I struggled through the whole video yesterday (it’s just over 2 hours long!) and can’t say I really came to understand crypto or NFTs any better. Or rather, it didn’t change what I think I know about them, it just enhanced it? It’s all just bullshit. And every week someone comes up with a new way to do the bullshit, that often makes the previous ways of doing the bullshit look even shittier.

What I found most interesting about it was linking all of this directly to the 2008 financial crash, including a full explanation of why said crash happened in a way I’d not heard before.

I knew NFTs sounded selling nothing. I knew that crypto seemed like an obvious bubble, due to a lack of anything of value beyond speculation. I didn’t know about the actual cult-like nature, or how it is basically MultiLevel Marketing for dudebros, using the complexity of the concept to fool those with little financial understanding. I didn’t know about play to earn and how it was being used to exploit poor workers.

I do follow the author/presenter, and I know the quality of his work. (Hence why I’d already watched the video when it came out.) I have no reason to doubt his video essays.

I’d never heard of the presenter before but I was able to stick with the video. I found myself thinking “this guy is extremely watchable.”

I just watched the whole movie (long enough to be a documentary). I liked it. I will probably never watch a crypto video again (unless it’s about scams such as Quadriga).

…his review of the movie “Book of Henry” is absolute GOLD. (Warning: 40 minute review)

I just want to be clear that we didn’t invest anything. She first started hearing about bitcoin maybe a year or 2 ago but didn’t understand how any of it worked. I’ve been aware of it much longer as i had remembered hearing about it in the early days being used for illegal activities as you’ve noted and that was still what i mostly associated with it.

When i first started digging a little bit none of it made any sense and flew in the face of everything I’ve learned about computers and the internet over the last 30 years. (How do solved math equations convert directly into currency? It’s just a file and it’s not backed by anything except itself. It’s not even a program/application or a game. It doesn’t actually DO anything? And how can you “own” a jpeg? Not the underlying artwork. I can download a picture of mickey mouse but that doesn’t mean i have any meaningful ownership of that image. I think i understand the concept of blockchains but it’s still just a digital image?)

It was all completely counter intuitive and all i really saw was a bunch of handwaving and smoke and mirrors. And considering the origins of bitcoin all kinds of alarm bells were going off in my head. When i explained it this way we agreed it was unwise to invest real money into something like this.

This part surprised me to.

I’m an avid gamer. Have been my whole life. I have a decent collection of games, physical and digital both, dating back to the Atari 2600. It’s my hobby and i follow the computer and videogame industries pretty closely and i had never heard of these games or this phenomenon.
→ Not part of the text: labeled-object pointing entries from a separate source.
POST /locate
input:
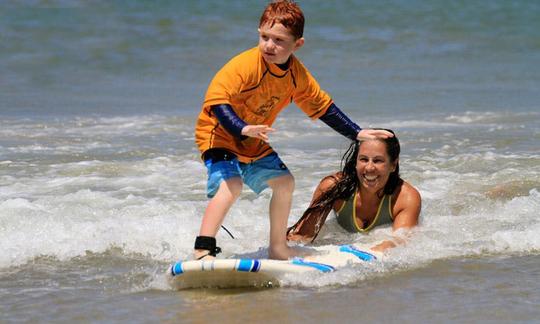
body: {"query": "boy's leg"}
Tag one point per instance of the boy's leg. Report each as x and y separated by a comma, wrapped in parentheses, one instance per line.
(271, 172)
(280, 207)
(223, 188)
(229, 190)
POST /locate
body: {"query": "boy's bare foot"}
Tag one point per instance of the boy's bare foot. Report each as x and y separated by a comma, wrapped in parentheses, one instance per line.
(202, 255)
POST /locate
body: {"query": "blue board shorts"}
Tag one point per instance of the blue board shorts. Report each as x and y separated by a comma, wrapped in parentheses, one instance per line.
(254, 174)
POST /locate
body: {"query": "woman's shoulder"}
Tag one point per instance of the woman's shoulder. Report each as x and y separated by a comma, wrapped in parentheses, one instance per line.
(330, 180)
(407, 194)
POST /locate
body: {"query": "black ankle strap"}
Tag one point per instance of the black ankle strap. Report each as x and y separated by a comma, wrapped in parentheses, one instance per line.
(207, 243)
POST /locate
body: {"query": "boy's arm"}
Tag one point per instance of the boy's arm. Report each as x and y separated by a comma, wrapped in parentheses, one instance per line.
(236, 126)
(336, 119)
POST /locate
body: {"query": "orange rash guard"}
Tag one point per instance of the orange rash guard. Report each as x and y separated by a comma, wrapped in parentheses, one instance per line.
(258, 91)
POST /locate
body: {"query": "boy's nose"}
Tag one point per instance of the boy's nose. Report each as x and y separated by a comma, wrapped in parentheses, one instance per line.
(270, 44)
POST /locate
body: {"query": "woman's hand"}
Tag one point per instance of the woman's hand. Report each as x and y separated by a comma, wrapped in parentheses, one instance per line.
(257, 131)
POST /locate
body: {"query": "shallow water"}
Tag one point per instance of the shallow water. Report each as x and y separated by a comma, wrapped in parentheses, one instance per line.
(101, 187)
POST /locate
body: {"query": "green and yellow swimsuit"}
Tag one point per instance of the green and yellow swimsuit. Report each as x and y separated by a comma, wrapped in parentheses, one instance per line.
(346, 215)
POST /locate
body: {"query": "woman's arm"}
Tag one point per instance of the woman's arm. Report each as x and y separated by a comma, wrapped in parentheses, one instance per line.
(308, 226)
(406, 210)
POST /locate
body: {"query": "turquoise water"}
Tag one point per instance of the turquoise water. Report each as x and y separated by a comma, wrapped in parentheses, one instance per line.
(101, 187)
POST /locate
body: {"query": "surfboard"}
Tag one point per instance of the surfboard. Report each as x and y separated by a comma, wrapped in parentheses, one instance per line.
(236, 273)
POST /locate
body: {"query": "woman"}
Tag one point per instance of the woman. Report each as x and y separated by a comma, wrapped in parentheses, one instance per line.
(367, 193)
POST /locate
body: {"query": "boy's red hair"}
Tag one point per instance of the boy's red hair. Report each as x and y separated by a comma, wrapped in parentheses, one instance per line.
(287, 13)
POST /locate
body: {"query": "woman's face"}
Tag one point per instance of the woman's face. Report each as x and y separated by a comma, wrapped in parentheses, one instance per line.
(373, 165)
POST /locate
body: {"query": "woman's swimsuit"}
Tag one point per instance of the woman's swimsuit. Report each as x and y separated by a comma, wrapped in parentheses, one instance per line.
(346, 215)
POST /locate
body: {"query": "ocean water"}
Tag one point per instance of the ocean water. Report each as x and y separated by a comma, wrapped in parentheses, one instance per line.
(101, 187)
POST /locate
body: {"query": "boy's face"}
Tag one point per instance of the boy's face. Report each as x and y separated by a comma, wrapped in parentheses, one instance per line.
(277, 43)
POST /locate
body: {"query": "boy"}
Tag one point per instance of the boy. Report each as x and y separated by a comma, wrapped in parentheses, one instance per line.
(241, 103)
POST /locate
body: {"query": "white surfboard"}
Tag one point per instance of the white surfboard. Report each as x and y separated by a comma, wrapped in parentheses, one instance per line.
(233, 273)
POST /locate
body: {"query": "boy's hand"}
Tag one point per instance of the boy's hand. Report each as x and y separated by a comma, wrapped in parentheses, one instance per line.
(369, 134)
(257, 131)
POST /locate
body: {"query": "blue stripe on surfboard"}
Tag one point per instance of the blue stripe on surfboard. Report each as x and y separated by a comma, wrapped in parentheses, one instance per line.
(176, 269)
(256, 266)
(319, 266)
(363, 255)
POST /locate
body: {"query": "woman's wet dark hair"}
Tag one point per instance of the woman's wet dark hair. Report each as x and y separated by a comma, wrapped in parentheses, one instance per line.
(346, 185)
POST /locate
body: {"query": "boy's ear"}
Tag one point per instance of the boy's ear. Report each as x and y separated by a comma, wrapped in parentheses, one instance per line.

It’s like someone looked at the free-to-play model of mobile games and said “You know what? I think we can make this MUCH more evil!”

It’s kinda mind blowing.

I tried watching the video over the weekend, because NFTs are one of those things I’ve been trying to wrap my head around lately. I got through about 45 minutes before giving up, but by then it had confirmed my suspicions - it’s pretty much a scam, with a lot of hand-waving and smoke and mirrors.

One reason I had trouble with the video. The guy talks fast and throws out a lot of jargon, so it can be hard to keep up at times. But then he will pop up a screenshot of a tweet or some book excerpt while he’s talking. I couldn’t read what he was showing while trying to follow what he was saying, and then the screenshot would disappear before I was done reading it. I think it would have been easier to just listen to it as if it was a podcast, rather than trying to watch it as a video. In any case, did it really need to be two hours long?